From a messaging standpoint, The Dream and the Dreamer seeks to question, not explain. Musically, the record had humble beginnings, too: Ivey and his band cut the project in two days, without many bells and whistles, or even advance preparation.

"I always kind of like to surprise musicians, because I feel like instinctually, you play something from your gut when you're not thinking about it," he explains. "When you're thinking about it, it comes from your head."

That goes for Ivey himself, too, both as a songwriter and as a performer. "I always say that first thought is best thought. We overthink a lot of things, you know, in our society, and I guess it's coming from a good place. But I say first thought is best thought," he muses. "... If you come from a pure place, your first reaction's gonna be your best. "

The singer allows that his straightforward, off-the-cuff approach to recording will likely evolve into something a bit more carefully planned as he continues to make records. Ivey waited a long time to make his first album, but he's wasting no time in putting together his next. "I actually just got done recording a second record. So yeah, I work way too fast," he says. "And I'm honestly writing the third one now.

"I feel like at some point the creative juice is gonna run out a little bit, but I feel the fever of it, so I'm just rolling whatever direction it goes," he notes. "As far as recording goes, I know the first two are pretty simple. Maybe the third one will be a little more complicated."

"I feel like if I've learned anything not putting music out all these years is, I've learned what *not* to say."

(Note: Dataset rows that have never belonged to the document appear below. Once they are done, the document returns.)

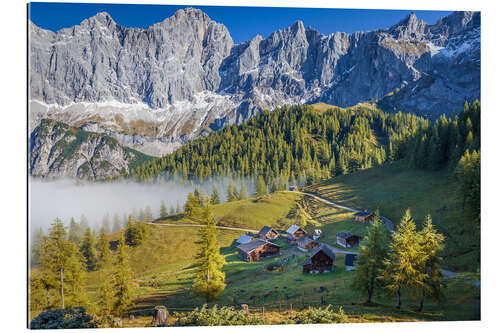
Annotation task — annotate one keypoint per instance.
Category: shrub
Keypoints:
(63, 318)
(319, 316)
(218, 317)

After all, Ivey wasn't always certain he would be able to put a record out at all. Now that he has the opportunity, he's taking every chance he can to put music out into the world.

"I was really surprised that Anti [Records] wanted to put it out. The reason it was Anti, and I had a couple other offers, but [Anti] heard the record not knowing I was married to Margo," Ivey reveals. "That was a little bit important to my own sanity, for people not to sign me based on the fact that Margo produced it, or any of that stuff.

"I didn't want a leg up. I just wanted to make something that's good," he adds. "So now that I have this opportunity that I never thought I'd have, I kind of want to put a record out every year."